Toutes choses égales, c’est le même monde de violence, de cruauté, de méchanceté, qu’il connaît bien pour avoir assisté lui-même à la mise à mort d’un hérétique brûlé vif, exercé deux mandats de maire de Bordeaux, avoir servi d’intermédiaire entre catholiques et protestants au péril de sa vie, avoir été attaqué par des bandits de grand-chemin, dépouillé et laissé en vie grâce à sa « bonne mine » et à sa capacité à conclure un pacte de rançon avec ses agresseurs.

Dans sa tour, libéré de tout souci financier, il s’en sort non par des concepts, des constructions théoriques, mais, à partir d’événements et de faits, par la pensée écrite sans cesse relue, corrigée, rectifiée, enrichie, et jusqu’à sa mort.

Un travail de pensée inductive.

Dans ce chapitre, il part des coches – il explique pourquoi il n’aime pas les utiliser – et aboutit…  aux massacres des peuples et des rois du Mexique et du Pérou : « Jamais l’ambition, jamais les inimités publiques ne poussèrent les hommes les uns contre les autres à si horribles hostilités et calamité si misérables ».

Il est l’écrivain du passage de la pensée : le coche, c’est aussi le char royal, mais le char royal, c’est le roi, mais le roi, c’est ce qu’il devrait être « À le prendre exactement, un roi n’a rien proprement sien ; il se doit soi-même à autrui » et qu’il n’est pas, sauf, en l’occurrence le roi du Mexique et celui du Pérou dont il peint la dignité et le courage au moment où ils sont cruellement assassinés (en particulier le supplice du grill) par les chrétiens venus les convertir et prendre leur or.

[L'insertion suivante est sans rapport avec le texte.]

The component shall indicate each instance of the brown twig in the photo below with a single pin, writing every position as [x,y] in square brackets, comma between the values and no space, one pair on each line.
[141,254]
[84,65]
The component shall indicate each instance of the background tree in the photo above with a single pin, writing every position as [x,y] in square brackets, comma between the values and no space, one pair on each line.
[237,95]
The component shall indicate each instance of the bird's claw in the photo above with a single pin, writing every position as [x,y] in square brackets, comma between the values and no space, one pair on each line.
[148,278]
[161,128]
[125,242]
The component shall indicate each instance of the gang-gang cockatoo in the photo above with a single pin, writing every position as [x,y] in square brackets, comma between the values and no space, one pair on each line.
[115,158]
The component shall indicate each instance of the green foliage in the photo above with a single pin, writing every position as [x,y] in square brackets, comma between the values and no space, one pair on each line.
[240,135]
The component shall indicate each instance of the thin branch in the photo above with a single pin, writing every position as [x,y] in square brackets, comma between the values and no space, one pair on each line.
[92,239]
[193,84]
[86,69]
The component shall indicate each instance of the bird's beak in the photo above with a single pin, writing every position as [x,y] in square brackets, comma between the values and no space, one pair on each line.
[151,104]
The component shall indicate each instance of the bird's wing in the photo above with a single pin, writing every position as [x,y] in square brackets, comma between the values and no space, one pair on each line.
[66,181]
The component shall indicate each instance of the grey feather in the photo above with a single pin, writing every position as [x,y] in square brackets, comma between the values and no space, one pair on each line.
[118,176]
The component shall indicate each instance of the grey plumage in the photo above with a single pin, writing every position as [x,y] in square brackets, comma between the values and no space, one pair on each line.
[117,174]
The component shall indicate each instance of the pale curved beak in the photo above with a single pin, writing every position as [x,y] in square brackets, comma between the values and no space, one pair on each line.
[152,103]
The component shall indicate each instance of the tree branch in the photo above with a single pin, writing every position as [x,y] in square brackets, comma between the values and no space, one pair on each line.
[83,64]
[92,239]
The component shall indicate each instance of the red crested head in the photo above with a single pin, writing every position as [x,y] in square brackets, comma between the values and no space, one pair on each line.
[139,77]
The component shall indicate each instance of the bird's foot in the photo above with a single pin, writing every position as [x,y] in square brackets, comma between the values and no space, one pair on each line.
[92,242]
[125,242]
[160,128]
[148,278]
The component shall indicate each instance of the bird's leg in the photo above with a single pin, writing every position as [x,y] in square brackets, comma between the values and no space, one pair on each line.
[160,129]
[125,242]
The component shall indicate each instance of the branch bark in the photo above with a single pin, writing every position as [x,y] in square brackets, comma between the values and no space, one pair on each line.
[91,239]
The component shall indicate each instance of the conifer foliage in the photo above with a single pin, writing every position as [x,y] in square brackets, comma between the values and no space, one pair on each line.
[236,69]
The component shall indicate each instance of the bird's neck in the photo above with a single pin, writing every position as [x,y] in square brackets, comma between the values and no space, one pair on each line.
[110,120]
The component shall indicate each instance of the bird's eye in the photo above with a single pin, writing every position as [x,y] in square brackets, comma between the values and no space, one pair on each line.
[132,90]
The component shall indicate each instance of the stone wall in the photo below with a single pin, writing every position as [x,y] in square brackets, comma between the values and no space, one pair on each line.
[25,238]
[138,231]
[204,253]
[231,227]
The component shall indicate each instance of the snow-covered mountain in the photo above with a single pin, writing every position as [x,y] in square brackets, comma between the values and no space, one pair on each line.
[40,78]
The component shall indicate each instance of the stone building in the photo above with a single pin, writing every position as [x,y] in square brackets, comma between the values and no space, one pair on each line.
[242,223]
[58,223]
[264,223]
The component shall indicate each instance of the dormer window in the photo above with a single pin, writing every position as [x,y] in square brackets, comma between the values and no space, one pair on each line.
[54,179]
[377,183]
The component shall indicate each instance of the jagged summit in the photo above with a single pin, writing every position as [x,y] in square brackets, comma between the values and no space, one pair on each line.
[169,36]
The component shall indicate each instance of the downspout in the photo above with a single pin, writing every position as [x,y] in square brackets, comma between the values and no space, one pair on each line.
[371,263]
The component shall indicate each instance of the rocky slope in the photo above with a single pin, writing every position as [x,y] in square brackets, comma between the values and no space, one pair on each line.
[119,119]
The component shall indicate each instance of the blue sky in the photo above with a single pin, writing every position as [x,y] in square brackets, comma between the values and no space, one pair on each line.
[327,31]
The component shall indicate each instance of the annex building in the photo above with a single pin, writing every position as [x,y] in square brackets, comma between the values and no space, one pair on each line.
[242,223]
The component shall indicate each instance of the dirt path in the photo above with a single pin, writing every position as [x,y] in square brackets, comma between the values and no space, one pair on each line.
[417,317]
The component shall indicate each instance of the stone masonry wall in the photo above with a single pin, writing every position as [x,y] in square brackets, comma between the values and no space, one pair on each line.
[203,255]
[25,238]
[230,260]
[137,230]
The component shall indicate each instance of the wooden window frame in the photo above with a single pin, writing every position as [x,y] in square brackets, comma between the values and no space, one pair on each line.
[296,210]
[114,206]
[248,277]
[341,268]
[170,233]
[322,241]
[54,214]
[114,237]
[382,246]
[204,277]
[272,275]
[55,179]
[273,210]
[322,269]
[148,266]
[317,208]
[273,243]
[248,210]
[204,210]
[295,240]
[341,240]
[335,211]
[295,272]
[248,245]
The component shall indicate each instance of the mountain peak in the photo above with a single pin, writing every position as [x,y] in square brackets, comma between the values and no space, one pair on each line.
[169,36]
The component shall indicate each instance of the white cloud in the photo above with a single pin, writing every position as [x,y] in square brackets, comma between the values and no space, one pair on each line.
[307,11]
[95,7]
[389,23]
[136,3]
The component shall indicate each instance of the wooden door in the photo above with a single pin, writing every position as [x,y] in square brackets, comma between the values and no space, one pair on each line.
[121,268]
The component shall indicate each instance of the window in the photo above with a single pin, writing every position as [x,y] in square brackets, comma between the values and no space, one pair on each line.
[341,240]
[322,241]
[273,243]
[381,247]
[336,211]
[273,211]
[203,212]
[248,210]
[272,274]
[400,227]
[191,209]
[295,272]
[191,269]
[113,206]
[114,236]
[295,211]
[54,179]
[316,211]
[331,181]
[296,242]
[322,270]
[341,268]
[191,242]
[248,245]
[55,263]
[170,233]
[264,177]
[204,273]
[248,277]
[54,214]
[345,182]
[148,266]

L’écriture comme moyen d’évacuer un malaise sans utilité.

Zaïd

Zaïd (prénom masculin = abondance, croissance, persévérance) est le premier enfant né en 2026 – à la maternité d’Avignon. Le journal La Provence qui a publié l’information a reçu plusieurs centaines de protestations dont « Ses petits doigts cherchent déjà le manche du couteau », « un petit gnoul ! », « on aurait dû l’avorter ». (cf. Mediapart) Les parents ont porté plainte.

J’ai toujours en mémoire une des photos prises par les membres des Einsatzgruppen (les unités nazies chargées de l’extermination des juifs en URSS) : un homme en uniforme braque son pistolet sur la tête d’une femme qui porte dans ses bras son petit enfant, au bord de la fosse où elle va tomber avec lui.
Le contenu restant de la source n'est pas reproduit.